For each golden operation belonging to the current module, mark ✅ with the PyPTO call and line number, or ❌ if not yet implemented.
If any ❌ remains, do not run the test. Implement the missing operation first.

This step is the primary defense against precision errors caused by forgotten operations.

Step 3. Validate module correctness

AST lint runs automatically via post-edit hook (OL01-OL54).
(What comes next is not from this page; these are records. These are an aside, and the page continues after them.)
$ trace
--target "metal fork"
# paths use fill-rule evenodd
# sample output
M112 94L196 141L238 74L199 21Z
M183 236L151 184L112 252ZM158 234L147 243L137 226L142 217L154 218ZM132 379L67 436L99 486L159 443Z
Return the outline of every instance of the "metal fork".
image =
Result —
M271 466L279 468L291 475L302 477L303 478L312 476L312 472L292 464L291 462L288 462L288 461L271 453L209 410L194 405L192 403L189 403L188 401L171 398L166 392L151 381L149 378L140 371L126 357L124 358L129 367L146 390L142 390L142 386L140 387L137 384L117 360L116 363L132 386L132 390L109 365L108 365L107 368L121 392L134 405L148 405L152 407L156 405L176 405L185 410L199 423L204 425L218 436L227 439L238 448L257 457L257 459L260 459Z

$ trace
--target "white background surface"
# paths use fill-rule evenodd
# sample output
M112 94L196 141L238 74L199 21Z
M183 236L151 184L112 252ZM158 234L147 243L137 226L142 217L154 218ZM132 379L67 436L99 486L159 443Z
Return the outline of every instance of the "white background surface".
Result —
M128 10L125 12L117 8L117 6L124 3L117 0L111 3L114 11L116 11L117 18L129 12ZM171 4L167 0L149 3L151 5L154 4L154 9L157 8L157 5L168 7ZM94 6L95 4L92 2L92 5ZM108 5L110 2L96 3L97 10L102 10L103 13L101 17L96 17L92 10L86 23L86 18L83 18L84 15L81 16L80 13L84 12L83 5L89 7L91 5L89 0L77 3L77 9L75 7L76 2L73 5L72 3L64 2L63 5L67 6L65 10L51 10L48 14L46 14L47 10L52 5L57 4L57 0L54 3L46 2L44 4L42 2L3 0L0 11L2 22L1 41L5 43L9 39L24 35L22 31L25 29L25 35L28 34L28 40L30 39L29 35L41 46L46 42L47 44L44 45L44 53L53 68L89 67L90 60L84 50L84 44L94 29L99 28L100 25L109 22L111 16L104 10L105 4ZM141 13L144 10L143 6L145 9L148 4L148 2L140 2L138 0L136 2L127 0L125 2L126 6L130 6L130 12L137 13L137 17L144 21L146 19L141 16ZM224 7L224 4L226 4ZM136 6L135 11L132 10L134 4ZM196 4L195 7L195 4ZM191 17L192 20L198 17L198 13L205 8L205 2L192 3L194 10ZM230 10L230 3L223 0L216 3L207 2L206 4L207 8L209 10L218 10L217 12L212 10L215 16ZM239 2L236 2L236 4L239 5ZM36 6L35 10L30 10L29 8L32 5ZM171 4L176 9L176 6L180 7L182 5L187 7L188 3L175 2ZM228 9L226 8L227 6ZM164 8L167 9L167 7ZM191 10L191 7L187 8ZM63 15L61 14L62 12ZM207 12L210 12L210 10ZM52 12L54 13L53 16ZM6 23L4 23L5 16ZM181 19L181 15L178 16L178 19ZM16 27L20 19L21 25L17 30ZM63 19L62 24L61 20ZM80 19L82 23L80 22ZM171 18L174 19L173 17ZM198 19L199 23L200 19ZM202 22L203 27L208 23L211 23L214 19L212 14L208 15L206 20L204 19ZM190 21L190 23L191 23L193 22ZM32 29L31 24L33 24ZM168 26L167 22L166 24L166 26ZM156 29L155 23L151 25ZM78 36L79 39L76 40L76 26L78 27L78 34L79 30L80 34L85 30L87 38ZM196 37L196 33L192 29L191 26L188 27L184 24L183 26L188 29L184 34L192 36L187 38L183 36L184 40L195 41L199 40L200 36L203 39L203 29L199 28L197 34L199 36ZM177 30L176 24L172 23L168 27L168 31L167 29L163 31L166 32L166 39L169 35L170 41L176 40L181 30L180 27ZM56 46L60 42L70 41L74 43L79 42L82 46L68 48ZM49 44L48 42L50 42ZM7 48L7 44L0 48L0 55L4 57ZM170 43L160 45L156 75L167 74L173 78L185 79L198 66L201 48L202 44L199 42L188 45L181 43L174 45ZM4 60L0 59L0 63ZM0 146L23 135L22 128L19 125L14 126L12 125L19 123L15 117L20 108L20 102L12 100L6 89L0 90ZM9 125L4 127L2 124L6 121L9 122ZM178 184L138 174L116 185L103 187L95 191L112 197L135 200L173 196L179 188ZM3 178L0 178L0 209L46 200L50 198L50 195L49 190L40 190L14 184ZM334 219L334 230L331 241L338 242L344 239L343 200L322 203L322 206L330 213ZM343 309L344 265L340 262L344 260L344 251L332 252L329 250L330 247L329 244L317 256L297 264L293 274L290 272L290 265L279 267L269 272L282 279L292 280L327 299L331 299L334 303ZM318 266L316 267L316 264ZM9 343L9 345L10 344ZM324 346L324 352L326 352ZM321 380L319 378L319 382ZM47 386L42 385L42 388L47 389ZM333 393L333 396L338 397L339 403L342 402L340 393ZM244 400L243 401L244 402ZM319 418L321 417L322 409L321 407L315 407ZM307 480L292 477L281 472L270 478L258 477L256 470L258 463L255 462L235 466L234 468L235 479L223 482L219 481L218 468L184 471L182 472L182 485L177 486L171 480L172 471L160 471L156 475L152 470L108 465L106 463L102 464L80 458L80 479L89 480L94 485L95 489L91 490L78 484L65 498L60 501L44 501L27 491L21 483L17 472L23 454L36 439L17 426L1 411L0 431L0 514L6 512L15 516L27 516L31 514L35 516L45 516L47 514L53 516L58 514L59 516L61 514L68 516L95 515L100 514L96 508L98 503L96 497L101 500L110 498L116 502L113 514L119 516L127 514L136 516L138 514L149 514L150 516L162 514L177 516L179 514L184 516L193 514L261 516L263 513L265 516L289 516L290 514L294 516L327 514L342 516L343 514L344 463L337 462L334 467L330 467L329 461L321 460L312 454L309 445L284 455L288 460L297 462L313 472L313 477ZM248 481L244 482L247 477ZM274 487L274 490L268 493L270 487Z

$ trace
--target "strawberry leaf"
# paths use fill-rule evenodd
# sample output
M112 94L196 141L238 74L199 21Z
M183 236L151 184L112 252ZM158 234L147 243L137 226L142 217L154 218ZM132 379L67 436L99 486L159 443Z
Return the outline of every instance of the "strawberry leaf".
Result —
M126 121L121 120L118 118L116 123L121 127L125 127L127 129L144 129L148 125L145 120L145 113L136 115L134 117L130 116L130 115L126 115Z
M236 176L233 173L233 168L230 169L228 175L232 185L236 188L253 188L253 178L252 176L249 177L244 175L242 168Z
Fix all error-severity findings before proceeding.

Then validate: compile/structural, shape, dtype, and boundary tensor comparison against golden (using detailed_tensor_compare).

Step 4. Freeze and log

If the module passes:

freeze it,
log the passing boundary in Per-module verification log,
move to the next module.

If the module fails:

Check for known error patterns first:
```
diagnose_error(error_log=<full error output>, kernel_code=<module source>)
```
If a match is found, apply the fix and re-run.
If no pattern matched:
- inspect shape/dtype/interface,
- inspect internal intermediate checkpoints,
- switch to binary-search-style debugging.

Subskill delegation: debugging escalation

When skill pypto-general-debug's references/DEBUG_GUIDEBOOK.md strategies and diagnose_error do not resolve the issue, escalate to the following subskills in order:

Precision workarounds: Read skill pypto-precision-debug (SKILL.md auto-loads) — try the workaround checklist (frontend switch, avoid inplace, unroll_list=[1], submit_before_loop, +0.0, shape adjustment).
Precision bisection: Read skill pypto-precision-compare (SKILL.md auto-loads) — use pass_verify_save or checkpoint tensors to pinpoint the diverging operation.
Memory overlap: If precision failure is suspected to be caused by workspace issues, read skill pypto-memory-overlap-detector (SKILL.md auto-loads).
AICore error: If the error log contains aicore error, read skill pypto-aicore-error-locator (SKILL.md auto-loads) to locate the CCE file and problem line.
Host crash: If the process crashes with a stack trace, read skill pypto-host-stacktrace-analyzer (SKILL.md auto-loads) to resolve addresses to source lines.
MACHINE workspace: For workspace-related analysis, read skill pypto-machine-workspace (SKILL.md auto-loads).